Os servidores públicos municipais de Londrina completam hoje uma semana de paralisação dos trabalhos. A principal reivindicação dos servidores é a de reposição salarial de 21%, referente as perdas acumuladas entre os anos de 2001, 2002 e 2004. Até ontem, nenhum índice de reposição havia sido oferecido pela administração municipal. Durante a semana, as partes não encaminharam a negociação.
Conforme o Sindicato dos Servidores Municipais (Sindserv), a adesão à greve por tempo indeterminado alcançou cerca de 90% de adesão entre os quase 7 mil trabalhadores. Somente na área de Saúde estão sendo mantidas equipes mínimas de atendimento (30%) em cinco unidades básicas de saúde (UBSs) consideradas essenciais, como os postos 16 horas e 24 horas e os pronto atendimentos infantil (PAI) e adulto (PAM). Um dos efeitos da greve é o aumento da demanda nos hospitais, e a situação deve se agravar ainda mais a partir de amanhã. Segundo o presidente do Sindserv, Marcelo Urbaneja, os servidores da Maternidade Municipal, que trabalharam normalmente durante a semana, deverão reduzir o atendimento a 50%. No setor da Educação a greve atingiu quase 80% dos 34 mil alunos. Até sexta-feira, das 77 escolas das zonas urbana e rural, 61 estavam paradas, 11 prestavam atendimento parcial e cinco funcionaram.

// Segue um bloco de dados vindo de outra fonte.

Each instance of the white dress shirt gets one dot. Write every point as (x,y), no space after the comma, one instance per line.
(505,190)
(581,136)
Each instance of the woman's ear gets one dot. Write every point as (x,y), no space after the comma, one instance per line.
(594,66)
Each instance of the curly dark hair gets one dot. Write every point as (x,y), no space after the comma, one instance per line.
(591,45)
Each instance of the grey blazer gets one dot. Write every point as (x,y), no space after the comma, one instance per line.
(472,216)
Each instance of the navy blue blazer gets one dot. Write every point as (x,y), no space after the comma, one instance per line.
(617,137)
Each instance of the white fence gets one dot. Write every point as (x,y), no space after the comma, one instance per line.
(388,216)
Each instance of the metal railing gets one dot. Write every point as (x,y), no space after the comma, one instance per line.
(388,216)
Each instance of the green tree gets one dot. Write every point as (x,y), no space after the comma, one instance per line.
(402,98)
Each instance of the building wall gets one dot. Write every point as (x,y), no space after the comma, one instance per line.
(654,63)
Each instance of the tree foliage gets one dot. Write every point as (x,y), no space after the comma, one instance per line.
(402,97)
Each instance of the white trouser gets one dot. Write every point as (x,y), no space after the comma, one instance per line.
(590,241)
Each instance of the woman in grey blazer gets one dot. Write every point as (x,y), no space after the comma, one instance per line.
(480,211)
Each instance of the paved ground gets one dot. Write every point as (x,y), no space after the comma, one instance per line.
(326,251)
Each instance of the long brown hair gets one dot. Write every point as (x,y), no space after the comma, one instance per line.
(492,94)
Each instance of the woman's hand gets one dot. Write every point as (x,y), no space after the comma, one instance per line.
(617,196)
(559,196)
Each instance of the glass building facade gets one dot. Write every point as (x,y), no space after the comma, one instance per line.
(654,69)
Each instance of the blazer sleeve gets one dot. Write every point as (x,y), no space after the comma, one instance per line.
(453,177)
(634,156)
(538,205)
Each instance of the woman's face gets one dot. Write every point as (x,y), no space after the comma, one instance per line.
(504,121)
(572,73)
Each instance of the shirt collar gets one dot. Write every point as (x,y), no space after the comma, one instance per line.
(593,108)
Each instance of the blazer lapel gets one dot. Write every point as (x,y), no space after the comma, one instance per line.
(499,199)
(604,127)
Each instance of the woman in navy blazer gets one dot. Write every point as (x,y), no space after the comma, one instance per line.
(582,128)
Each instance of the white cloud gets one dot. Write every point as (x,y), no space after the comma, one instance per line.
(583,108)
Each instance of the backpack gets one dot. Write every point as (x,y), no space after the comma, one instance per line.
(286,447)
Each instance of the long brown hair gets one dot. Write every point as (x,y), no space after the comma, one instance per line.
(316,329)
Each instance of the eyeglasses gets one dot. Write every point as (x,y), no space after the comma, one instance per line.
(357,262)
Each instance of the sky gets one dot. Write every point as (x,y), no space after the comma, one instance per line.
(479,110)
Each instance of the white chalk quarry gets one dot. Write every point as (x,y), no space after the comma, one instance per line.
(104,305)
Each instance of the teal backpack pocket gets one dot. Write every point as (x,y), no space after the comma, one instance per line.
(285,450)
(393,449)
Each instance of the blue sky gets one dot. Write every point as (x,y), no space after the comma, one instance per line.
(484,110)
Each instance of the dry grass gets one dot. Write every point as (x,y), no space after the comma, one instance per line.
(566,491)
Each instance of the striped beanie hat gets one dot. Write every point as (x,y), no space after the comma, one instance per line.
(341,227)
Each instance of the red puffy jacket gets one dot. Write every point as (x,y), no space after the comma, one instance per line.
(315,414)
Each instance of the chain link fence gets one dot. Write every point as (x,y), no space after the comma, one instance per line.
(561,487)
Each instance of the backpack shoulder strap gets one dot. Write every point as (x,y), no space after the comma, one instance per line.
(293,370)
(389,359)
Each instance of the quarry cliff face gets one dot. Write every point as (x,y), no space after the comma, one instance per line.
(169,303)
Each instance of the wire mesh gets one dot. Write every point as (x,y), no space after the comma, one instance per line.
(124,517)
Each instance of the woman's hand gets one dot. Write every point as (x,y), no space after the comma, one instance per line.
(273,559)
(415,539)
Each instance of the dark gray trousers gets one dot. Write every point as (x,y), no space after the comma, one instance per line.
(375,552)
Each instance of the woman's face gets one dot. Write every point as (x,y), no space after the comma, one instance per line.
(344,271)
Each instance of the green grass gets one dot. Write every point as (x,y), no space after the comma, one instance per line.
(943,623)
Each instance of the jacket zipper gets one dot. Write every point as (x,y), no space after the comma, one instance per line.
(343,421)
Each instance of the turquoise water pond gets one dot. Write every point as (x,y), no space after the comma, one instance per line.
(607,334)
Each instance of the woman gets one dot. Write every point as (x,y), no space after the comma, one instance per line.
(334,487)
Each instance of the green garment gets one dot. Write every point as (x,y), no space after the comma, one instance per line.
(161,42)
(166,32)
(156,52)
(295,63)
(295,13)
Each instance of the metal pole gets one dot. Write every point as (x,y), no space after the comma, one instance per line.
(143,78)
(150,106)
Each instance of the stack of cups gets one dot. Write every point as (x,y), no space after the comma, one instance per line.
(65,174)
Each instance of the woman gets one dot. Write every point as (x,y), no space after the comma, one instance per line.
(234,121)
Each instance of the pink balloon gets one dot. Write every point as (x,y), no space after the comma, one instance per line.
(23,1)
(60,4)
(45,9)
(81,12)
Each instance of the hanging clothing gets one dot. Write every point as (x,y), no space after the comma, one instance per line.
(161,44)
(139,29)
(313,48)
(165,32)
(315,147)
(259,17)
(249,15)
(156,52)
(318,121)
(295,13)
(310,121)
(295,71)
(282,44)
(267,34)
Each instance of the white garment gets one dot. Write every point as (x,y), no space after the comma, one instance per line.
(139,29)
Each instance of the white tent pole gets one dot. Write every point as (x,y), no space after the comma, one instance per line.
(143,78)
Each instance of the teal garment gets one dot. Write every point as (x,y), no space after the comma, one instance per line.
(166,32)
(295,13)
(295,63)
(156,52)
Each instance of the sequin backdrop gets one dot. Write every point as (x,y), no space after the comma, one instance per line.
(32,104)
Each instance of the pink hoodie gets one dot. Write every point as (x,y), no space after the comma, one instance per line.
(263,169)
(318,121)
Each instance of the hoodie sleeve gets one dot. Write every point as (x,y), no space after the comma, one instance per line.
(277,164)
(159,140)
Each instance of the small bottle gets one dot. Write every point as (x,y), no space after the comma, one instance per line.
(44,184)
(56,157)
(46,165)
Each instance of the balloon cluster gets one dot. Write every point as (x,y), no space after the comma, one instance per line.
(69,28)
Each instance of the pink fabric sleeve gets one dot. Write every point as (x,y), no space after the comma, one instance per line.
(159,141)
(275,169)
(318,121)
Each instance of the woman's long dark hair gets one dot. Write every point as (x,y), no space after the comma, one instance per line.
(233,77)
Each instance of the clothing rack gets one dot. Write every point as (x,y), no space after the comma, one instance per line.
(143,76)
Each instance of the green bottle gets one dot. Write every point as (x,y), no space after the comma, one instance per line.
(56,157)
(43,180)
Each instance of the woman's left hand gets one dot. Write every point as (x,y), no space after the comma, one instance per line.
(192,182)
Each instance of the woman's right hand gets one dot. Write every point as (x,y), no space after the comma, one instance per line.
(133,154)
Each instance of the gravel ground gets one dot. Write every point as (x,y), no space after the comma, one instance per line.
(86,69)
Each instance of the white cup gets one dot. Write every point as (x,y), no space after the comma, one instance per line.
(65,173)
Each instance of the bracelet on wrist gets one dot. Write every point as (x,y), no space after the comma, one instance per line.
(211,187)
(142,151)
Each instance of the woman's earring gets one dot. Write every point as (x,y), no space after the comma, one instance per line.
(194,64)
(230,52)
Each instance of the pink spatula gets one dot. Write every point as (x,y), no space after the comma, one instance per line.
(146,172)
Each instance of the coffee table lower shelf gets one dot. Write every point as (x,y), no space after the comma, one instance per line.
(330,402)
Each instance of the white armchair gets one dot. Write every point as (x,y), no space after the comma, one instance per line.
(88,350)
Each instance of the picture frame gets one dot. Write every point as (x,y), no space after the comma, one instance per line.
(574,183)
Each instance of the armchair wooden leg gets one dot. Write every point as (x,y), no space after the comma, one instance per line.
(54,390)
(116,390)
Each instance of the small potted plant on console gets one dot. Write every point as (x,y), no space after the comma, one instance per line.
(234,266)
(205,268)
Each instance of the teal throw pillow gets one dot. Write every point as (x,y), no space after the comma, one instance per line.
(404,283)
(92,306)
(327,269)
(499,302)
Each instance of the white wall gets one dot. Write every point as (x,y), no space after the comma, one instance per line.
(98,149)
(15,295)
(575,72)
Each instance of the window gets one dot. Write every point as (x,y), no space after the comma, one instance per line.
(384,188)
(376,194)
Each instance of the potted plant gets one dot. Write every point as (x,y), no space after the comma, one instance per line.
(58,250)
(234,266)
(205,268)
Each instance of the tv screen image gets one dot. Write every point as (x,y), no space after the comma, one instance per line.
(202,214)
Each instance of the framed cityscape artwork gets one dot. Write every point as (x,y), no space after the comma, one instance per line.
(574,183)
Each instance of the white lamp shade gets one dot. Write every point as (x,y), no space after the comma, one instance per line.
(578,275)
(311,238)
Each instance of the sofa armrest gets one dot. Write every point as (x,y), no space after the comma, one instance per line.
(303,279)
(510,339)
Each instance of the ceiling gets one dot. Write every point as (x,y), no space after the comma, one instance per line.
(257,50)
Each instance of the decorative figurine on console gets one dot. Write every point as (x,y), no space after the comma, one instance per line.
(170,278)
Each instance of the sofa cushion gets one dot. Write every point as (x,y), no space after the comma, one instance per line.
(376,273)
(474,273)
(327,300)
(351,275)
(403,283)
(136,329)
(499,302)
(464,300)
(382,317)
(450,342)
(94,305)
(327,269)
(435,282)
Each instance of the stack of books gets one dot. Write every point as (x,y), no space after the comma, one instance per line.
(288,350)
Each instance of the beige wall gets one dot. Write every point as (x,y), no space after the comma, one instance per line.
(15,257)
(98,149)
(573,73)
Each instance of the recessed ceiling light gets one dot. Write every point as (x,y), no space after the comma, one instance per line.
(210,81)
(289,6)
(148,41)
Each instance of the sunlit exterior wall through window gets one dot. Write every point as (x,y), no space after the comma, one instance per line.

Durante toda a semana, sindicato e administração travaram, principalmente através da imprensa, uma ''queda-de braço'' em torno do orçamento do município para 2005. Segundo a prefeitura, não há como oferecer um índice com base em uma projeção de incremento da receita que poderá não se confirmar. O prefeito Nedson Micheleti (PT) ainda questionou o índice reivindicado pelo Sindserv. Nedson argumenta que de 2001 a 2004, a prefeitura teria repassado aos servidores de 27% a 31% de reposição, enquanto a inflação acumulada no período teria sido de 35%. No entendimento do sindicato, há uma margem no orçamento que permite aplicar os 10% de reajuste previsto na implantação da segunda etapa do Plano de Cargos Carreiras e Salários (PCCS) suspenso desde janeiro , e 6% de reajuste, negociando os 15% restantes no decorrer do ano. Conforme os servidores, a reivindicação seria reflexo das perdas não negociadas durante a primeira administração de Nedson.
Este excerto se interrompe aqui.